We evaluated 100 lung cancer patients in whom MLN invasion was presumed based on the available imaging. In 75 patients (75%), there was at least one enlarged MLN, whereas in 25 patients (25%), only small MLN were found. The sensitivity and negative predictive value to detect malignancy in enlarged MLN was 96% (95% confidence interval [CI], 87-99) and 67% (95% CI, 29-92), respectively. The sensitivity and negative predictive value of EUS-FNA in small MLN was 93% (95% CI, 66-99) and 92% (95% CI, 61-99), respectively. EUS-FNA prevented a surgical (mediastinal) intervention in 88 and 52% of the patients with enlarged or small MLN, respectively (p < 0.001).

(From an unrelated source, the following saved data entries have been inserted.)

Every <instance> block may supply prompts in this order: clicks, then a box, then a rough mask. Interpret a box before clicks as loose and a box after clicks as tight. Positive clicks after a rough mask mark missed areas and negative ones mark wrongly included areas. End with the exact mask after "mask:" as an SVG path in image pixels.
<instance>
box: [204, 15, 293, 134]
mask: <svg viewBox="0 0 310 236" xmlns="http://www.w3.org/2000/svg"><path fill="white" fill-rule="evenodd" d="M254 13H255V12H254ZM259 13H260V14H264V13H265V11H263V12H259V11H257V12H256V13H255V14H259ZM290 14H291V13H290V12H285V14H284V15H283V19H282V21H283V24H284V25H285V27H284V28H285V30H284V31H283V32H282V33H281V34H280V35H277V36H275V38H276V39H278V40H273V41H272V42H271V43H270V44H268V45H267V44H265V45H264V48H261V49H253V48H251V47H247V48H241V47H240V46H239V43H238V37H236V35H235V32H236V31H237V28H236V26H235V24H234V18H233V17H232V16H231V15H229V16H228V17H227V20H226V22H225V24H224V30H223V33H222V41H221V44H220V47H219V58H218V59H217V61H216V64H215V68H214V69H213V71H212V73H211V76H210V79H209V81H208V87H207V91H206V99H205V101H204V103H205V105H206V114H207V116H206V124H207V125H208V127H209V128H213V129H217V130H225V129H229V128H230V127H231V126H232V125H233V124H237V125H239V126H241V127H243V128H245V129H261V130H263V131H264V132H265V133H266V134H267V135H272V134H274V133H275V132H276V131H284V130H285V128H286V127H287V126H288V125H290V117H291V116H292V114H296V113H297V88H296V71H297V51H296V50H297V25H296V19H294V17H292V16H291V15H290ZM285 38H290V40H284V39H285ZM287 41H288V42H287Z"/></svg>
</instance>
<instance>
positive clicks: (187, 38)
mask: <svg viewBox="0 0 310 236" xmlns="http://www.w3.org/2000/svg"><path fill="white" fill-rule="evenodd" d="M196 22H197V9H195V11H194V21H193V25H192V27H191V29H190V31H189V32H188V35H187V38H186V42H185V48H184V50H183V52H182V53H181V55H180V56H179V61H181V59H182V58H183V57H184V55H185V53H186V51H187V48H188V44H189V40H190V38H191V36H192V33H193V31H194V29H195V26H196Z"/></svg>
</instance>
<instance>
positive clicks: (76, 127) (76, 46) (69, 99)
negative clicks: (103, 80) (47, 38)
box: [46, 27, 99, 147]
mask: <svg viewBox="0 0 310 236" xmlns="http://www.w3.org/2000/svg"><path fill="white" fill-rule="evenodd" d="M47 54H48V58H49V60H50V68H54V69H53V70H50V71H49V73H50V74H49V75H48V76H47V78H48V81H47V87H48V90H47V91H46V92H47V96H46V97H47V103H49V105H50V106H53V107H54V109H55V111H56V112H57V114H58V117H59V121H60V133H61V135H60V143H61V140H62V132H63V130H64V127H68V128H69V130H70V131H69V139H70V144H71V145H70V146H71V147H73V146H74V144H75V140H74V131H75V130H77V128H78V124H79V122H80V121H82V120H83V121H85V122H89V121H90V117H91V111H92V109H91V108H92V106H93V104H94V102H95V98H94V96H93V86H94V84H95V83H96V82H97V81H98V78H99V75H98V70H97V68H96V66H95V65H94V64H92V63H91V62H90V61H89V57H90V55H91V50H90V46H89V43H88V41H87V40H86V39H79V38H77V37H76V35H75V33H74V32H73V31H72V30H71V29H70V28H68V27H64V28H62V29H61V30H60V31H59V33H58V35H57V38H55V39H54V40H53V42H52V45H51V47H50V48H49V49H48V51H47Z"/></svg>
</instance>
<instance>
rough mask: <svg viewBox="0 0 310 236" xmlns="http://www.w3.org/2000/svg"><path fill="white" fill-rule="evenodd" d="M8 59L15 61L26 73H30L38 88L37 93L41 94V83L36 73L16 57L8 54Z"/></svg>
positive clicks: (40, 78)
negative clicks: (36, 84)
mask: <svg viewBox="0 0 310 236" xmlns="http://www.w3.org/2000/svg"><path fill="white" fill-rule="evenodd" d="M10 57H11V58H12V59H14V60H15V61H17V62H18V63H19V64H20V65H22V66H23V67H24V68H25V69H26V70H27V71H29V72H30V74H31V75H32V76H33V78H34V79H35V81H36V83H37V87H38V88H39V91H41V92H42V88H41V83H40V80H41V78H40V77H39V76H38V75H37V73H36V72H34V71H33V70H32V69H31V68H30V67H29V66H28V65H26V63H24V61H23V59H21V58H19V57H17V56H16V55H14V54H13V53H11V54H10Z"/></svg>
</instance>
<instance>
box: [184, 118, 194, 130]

As the sensitivity to detect malignant MLN invasion is comparably high for both enlarged and small but suspected MLN, clinicians should consider EUS-FNA even in case computed tomography-scan shows no enlarged MLN. The impact of EUS-FNA to avoid surgical mediastinal interventions is greater when enlarged MLN are present. The moderate negative predictive value of EUS-FNA makes surgical-pathologic verification still compulsory, regardless of the size of the MLN.
经食管内镜超声引导下细针穿刺活检(EUS-FNA)是一种微创检查方法,用于判定纵隔恶性淋巴结(MLN)肿大的肺癌患者是否无法进行手术切除。我们比较了EUS-FNA在显示肿大与较小MLN中恶性浸润方面的性能。
对根据现有影像学检查怀疑存在恶性MLN浸润的肺癌患者进行单中心分析。在这些患者中,EUS-FNA被认为会影响诊断进程,因为仅当EUS-FNA未显示MLN浸润时患者才接受手术病理验证。
我们评估了100例根据现有影像学检查怀疑存在MLN浸润的肺癌患者。75例(75%)患者至少有一个肿大的MLN,而25例(25%)患者仅发现较小的MLN。EUS-FNA检测肿大MLN中恶性病变的灵敏度和阴性预测值分别为96%(95%置信区间[CI],87-99)和67%(95%CI,29-92)。EUS-FNA在较小MLN中的灵敏度和阴性预测值分别为93%(95%CI,66-99)和92%(95%CI,61-99)。EUS-FNA分别使88%和52%的肿大或较小MLN患者避免了手术(纵隔)干预(p<0.001)。
由于对于肿大及较小但可疑的MLN,检测恶性MLN浸润的灵敏度都相对较高,因此即使计算机断层扫描显示没有肿大的MLN,临床医生也应考虑进行EUS-FNA。当存在肿大的MLN时,EUS-FNA避免纵隔手术干预的作用更大。无论MLN大小,EUS-FNA的阴性预测值中等,因此手术病理验证仍然是必需的。